Au cours des derniers mois de 1990, une coalition dirigée par les États-Unis a rassemblé un demi-million de militaires dans la région du golfe Persique. La coalition était prête à faire la guerre, sous les auspices des Nations Unies, en réponse à l’occupation du Koweït par l’Iraq et en raison du fait que l’Iraq représentait une menace contre la paix et la sécurité dans le golfe Persique.
Les alliés croulaient sous la pression exercée par les forces militaires de Saddam Hussein, dont la présence était considérable. L’armée iraquienne comptait plus d’un million de militaires et elle était soutenue par plus de 5 500 chars d’assaut (notamment des T-72 modernes) et plus de 3 000 pièces d’artillerie. S’ajoutait aussi la Garde républicaine, une élite composée de plus de 80 000 personnes. Les Iraquiens étaient également fiers de posséder plus de 750 aéronefs de fabrication française et russe, dont 500 chasseurs et chasseurs-bombardiers.
Un autre fait inquiétant était que les forces armées iraquiennes étaient habituées au combat, après une décennie de guerre contre l’Iran dans les années 1980, alors que les forces occidentales n’avaient pas participé à une guerre d’envergure depuis la Corée.
Les Forces canadiennes ont été déployées dans le golfe Persique en août 1990, peu de temps après que les Nations Unies aient adopté la résolution 661, qui autorisait un embargo contre l’Iraq afin de rétablir la paix dans la région. L’opération Friction, la participation canadienne aux efforts alliés, comprenait un groupe opérationnel naval, un hôpital de campagne et 24 chasseurs CF-18.

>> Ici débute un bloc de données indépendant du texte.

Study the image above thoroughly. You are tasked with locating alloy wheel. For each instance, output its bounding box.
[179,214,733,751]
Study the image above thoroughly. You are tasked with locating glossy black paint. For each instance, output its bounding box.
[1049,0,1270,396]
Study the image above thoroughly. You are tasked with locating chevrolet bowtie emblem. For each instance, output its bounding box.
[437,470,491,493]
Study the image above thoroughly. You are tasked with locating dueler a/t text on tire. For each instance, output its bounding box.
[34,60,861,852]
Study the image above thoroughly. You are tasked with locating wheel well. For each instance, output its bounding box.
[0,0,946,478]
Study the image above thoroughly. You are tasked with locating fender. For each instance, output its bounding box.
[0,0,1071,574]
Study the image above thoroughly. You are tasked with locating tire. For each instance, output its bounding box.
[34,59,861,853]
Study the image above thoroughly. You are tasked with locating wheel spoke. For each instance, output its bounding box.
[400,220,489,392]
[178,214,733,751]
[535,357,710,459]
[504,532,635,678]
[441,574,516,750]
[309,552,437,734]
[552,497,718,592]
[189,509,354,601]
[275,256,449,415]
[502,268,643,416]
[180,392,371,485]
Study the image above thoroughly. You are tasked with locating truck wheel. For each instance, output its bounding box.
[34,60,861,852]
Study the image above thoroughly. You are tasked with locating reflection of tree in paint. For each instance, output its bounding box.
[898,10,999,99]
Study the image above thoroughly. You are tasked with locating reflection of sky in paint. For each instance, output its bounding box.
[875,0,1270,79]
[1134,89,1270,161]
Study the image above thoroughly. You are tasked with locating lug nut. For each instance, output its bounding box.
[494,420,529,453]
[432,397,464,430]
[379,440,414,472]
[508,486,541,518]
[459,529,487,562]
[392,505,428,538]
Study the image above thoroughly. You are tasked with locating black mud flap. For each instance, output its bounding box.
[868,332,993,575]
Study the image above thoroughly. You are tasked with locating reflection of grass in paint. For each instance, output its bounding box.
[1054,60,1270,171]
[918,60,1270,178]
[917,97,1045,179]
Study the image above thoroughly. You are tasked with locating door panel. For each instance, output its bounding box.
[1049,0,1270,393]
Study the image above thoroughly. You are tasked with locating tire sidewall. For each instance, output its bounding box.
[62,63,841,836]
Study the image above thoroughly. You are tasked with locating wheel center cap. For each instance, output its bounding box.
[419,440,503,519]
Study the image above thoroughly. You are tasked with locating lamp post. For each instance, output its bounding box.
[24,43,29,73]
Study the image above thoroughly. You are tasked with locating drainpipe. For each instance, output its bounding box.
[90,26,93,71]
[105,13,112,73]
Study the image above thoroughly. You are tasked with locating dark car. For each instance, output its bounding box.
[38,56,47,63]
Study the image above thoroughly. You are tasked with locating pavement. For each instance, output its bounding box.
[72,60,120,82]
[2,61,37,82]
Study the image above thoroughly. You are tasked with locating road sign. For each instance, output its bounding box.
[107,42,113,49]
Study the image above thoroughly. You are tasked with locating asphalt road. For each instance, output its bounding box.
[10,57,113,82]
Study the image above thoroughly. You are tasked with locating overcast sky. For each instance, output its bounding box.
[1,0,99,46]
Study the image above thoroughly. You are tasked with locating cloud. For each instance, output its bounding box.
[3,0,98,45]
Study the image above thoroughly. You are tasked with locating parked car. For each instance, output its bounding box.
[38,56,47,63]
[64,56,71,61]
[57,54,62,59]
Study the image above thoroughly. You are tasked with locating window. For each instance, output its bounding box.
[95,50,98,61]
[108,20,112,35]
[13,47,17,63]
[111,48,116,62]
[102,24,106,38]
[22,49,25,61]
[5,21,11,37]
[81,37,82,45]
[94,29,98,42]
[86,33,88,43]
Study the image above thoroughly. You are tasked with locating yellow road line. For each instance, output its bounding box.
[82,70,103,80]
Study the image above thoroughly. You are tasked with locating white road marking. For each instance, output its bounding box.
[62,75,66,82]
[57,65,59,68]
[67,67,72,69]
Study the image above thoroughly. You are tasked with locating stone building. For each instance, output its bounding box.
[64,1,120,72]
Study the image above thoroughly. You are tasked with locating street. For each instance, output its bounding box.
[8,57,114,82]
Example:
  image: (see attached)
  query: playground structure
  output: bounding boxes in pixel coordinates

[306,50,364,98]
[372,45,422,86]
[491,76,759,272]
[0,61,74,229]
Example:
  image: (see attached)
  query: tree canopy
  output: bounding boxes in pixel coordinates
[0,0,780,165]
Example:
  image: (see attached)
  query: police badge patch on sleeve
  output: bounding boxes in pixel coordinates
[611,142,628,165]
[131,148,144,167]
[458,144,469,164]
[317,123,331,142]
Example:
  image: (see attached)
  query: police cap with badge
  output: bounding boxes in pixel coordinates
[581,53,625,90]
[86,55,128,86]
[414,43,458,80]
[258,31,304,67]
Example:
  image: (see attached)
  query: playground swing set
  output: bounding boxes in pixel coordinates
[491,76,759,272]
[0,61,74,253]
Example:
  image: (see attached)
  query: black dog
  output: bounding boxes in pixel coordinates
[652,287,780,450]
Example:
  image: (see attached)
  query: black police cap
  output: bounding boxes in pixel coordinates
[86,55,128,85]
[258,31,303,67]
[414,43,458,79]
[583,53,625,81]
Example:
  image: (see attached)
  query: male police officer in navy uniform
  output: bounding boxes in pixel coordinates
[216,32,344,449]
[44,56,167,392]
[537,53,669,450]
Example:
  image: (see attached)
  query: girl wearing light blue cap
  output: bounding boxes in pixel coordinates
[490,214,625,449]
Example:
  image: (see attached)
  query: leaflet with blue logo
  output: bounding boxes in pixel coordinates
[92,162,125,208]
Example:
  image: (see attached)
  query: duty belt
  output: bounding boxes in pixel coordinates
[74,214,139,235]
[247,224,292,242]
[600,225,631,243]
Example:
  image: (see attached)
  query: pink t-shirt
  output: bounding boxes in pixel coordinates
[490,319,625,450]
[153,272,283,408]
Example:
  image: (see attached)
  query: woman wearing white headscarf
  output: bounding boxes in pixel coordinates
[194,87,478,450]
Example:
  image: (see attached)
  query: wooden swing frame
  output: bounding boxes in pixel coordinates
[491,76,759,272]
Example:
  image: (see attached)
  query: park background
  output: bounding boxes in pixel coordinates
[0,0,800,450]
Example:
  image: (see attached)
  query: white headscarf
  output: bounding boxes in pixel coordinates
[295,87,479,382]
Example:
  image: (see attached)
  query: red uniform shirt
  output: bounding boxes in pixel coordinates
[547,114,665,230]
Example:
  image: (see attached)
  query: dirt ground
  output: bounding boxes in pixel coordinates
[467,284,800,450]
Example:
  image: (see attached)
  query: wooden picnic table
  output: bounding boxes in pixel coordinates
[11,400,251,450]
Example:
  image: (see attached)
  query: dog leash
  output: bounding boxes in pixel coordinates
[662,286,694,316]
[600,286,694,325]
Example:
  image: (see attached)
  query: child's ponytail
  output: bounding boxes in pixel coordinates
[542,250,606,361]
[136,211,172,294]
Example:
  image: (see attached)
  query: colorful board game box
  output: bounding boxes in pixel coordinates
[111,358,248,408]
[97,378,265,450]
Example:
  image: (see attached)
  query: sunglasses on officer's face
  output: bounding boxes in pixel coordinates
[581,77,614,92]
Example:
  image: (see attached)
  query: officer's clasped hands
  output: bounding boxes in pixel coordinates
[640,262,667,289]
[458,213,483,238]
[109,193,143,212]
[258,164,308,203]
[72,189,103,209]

Les 2 700 Canadiens en théâtre auraient pu se fondre dans la force d’un demi-million de militaires, mais les commandants canadiens ont insisté pour diriger l’emploi de leurs soldats. Même la remise du commandement tactique à des commandants étrangers a été faite selon des conditions précises.
Le groupe opérationnel naval du Canada a pris part aux opérations nécessaires à l’arraisonnement de navires suspects naviguant dans la région; il était constitué des destroyers NCSM Terra Nova et Athabaskan, ainsi que du ravitailleur NCSM Protecteur.
Dans un hôpital de campagne canadien, un personnel de 530 personnes soignait des Britanniques et des Iraquiens blessés, en collaboration avec le personnel de la division britannique.
À partir des bases canadiennes situées au Qatar, les escadrons de chasseurs à réaction CF-18 exécutaient des missions de surveillance aérienne, d’escorte et de reconnaissance au combat. Pour la première fois depuis la guerre de Corée, les Forces canadiennes s’étaient engagées dans des opérations de combat air-sol lors d’un conflit.
La date limite pour que l’Iraq se conforme à la résolution 660 des Nations Unies (mettre fin à son occupation du Koweït et rapatrier ses soldats) est arrivée à échéance le 15 janvier 1991. Après cette date, les alliés, dirigés par le général états-unien Norman Schwarzkopf, pouvaient librement entreprendre leurs opérations militaires.
Le facteur « choc » du processus industrialisé postmoderne de conduite de la guerre était sur le point de se déchaîner contre les forces iraquiennes.
La guerre aérienne a débuté deux jours plus tard – le 17 janvier. Cette étape de la campagne avait pour but de détruire les capacités de commandement, de contrôle et de communications ainsi que les capacités aériennes de l’Iraq. Les efforts aériens des alliés ont porté des fruits et ouvert la voie aux fantassins.
La puissante attaque offensive terrestre, lancée le 24 février, a été une manœuvre de force écrasante. Plusieurs braves unités iraquiennes ont résisté et se sont battues, mais leur défaite était inévitable. Les Iraquiens n’avaient aucune chance.
Trois jours après la « course vers l’Iraq », soit seulement 100 heures d’opérations terrestres, les Iraquiens ont été expulsés du Koweït sans cérémonie. Ces derniers sont rentrés en Iraq à la vitesse de l’éclair, et les militaires alliés présents sur le terrain ont décrit leur attaque offensive comme une course.
Le président des États-Unis de l’époque, George H.W. Bush, a déclaré un cessez-le-feu unilatéral le 28 février. Le 3 mars, l’Iraq a accepté de respecter les modalités des résolutions des Nations Unies, et le cessez-le-feu officiel est entré en vigueur le 6 avril.